Terms of Service
1. Welcome to Millwer photo editing service.
1.1. We provide a web-based application for processing photos. This service is owned and operated by REALWER SRL (hereinafter referred to as the Operator). Our focus is on providing top-notch photo editing solutions to our users. This Contract outlines the terms and conditions governing the provision of our software as a service. Our aim is to deliver excellent and reliable service to our customers.
2. Rights of use
At Millwer, we want to ensure that our platform is used in a fair and appropriate manner. To that end, we have established the following policies regarding the rights of use:
2.1. The User is permitted to use our platform for commercial or non-commercial purposes.
2.2. The Operator reserves the right to restrict or block access to the platform for any User who violates these terms or engages in inappropriate behavior. We may exercise this right without prior notice or explanation.
2.4. The use of our software for certain purposes, such as military use, pornography, gambling/betting, terrorism, creation of "fake news", and use by organizations that carry out, encourage or require unlawful violence or physical injury to persons or property, or carry out, encourage or require unlawful force against any group based on race, religion, disability, gender, sexual orientation or national origin, is strictly prohibited.
2.5. Billing for the use of our software will be conducted via PayPal.
3. Rights and responsibilities of the Customer
3.1. The Customer is responsible for maintaining the confidentiality of all access credentials, such as passwords and API keys, for the Software.
3.2. The Customer agrees not to engage in any activities that could disrupt or impair the functionality or performance of the Software. Specifically, the Customer is prohibited from scanning or testing the Software's vulnerabilities, circumventing its security systems, accessing the Software's systems, or injecting malware into the Software.

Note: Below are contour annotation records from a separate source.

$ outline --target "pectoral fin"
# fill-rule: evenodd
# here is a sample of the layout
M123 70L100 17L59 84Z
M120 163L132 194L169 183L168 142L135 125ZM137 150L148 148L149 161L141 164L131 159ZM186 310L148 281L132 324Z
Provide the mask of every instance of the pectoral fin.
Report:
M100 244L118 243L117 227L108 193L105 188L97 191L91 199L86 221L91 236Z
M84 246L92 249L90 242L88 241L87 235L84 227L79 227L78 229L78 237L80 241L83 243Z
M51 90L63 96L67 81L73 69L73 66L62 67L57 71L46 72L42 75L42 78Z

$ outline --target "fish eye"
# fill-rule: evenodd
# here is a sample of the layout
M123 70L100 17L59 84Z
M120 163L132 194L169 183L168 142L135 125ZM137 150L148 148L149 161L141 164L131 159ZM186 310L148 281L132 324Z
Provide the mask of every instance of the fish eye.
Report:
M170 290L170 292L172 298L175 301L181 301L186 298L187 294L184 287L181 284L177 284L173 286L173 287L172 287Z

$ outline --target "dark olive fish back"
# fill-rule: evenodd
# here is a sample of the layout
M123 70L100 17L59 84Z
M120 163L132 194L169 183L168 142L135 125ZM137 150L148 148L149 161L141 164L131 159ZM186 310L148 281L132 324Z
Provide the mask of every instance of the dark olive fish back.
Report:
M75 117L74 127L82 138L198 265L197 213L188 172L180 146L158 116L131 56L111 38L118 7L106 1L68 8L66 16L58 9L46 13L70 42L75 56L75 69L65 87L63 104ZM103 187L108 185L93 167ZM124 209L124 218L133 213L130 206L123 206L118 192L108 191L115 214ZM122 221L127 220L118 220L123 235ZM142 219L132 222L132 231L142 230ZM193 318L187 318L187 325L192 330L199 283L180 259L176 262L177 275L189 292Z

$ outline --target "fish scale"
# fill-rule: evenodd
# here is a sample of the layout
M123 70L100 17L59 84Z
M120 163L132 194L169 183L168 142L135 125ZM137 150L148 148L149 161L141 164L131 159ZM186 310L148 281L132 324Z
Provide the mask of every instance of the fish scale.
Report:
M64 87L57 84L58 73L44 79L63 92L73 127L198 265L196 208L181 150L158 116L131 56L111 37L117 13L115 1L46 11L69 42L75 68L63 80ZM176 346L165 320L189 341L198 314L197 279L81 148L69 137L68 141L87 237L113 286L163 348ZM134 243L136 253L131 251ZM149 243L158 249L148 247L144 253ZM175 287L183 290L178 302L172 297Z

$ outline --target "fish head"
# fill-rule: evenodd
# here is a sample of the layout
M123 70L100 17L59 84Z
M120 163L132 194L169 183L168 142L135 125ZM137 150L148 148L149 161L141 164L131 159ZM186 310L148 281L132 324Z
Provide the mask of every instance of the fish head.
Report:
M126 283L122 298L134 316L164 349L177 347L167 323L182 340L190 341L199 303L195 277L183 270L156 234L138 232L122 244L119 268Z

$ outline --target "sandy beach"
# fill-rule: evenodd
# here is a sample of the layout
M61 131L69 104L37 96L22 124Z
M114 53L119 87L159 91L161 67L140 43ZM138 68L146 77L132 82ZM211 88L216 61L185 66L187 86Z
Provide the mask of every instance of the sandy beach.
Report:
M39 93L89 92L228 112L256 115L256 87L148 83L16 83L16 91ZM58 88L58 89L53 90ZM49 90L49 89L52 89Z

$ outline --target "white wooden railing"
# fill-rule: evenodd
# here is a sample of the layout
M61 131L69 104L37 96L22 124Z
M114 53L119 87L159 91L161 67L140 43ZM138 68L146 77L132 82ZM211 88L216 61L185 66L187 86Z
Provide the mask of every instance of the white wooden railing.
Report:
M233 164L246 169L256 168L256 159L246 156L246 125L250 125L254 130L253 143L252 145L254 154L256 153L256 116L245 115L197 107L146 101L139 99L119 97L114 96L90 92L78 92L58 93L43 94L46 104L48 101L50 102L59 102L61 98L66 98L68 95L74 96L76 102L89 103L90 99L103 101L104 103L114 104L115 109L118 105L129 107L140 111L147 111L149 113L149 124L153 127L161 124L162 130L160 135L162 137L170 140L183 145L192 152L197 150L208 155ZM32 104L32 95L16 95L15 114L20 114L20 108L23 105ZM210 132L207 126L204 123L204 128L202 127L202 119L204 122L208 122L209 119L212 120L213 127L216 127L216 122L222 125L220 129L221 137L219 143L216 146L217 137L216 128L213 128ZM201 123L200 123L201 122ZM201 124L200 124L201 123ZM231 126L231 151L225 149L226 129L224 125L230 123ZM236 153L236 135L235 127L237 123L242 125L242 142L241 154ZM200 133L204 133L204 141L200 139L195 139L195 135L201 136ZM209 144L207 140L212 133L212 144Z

3.3. The Customer warrants that they possess all the necessary rights, including copyright, related rights, intellectual property rights, and trademark rights, to use the uploaded photos for processing purposes.
4.1. The Customer is required to pay all fees for recurring services within 3 days after the project is finished and checked.
4.2. The Customer is responsible for paying any taxes or fees associated with the service fee. The Customer agrees to indemnify the Operator in this regard.
4.3. If the Customer is late in paying the fee, the Operator may prohibit the Customer from using the Software and cancel all services without prejudice to the Customer's obligation to pay the agreed fee.
5. Warranty and Liability
5.1. The Software and its Availability are provided without any warranty for the results, and any such warranty claim shall be limited to a period of thirty days.
5.2. The Operator shall not be held liable for the speed of the Software, its Availability, data loss, or the accuracy of the results. The Operator's liability is excluded unless the damage is caused intentionally or through gross negligence, with the exception of cases involving loss of life or damage to a person's health.
6. Confidentiality and data privacy
6.1. At Millwer, we take the confidentiality and privacy of our customers very seriously. We collect and process personal data only when it is necessary for the provision of our services, and we handle all personal data in accordance with the applicable data protection regulations.
6.2. If you are an individual customer and we process your personal data, we do so exclusively on the basis of the General Data Protection Regulation.
If you are a business customer and you provide personal data to us, the Data Processing Agreement available at https://millwer.com/privacy-policy shall apply. By using our services, you accept the terms of our Data Processing Agreement.
7. Contact by e-mail
7.1. The Customer gives consent to receiving e-mails from Millwer for purposes of information and advertising of its products and product developments and for news.
7.2. The Customer gives consent to being named as a reference by Millwer.
8.1. Legal disputes arising from this Contract are exclusively governed by Moldavian law.
8.2. The registered office of Realwer is the agreed place of performance.
8.3. The competent court in Moldova has exclusive jurisdiction for disputes arising out of or in connection with this Contract.
8.4. Any changes or additions to this Contract must be made in writing to be valid. Written form is also required for departure from this formal requirement.
8.5. If individual provisions of this Contract are void, unenforceable, or invalid, it does not result in the invalidity, unenforceability, or invalidity of the entire Contract. In such cases, the contracting parties agree to replace the void, unenforceable, or invalid provision with a provision that economically satisfies the purpose pursued by the void, unenforceable, or invalid provision.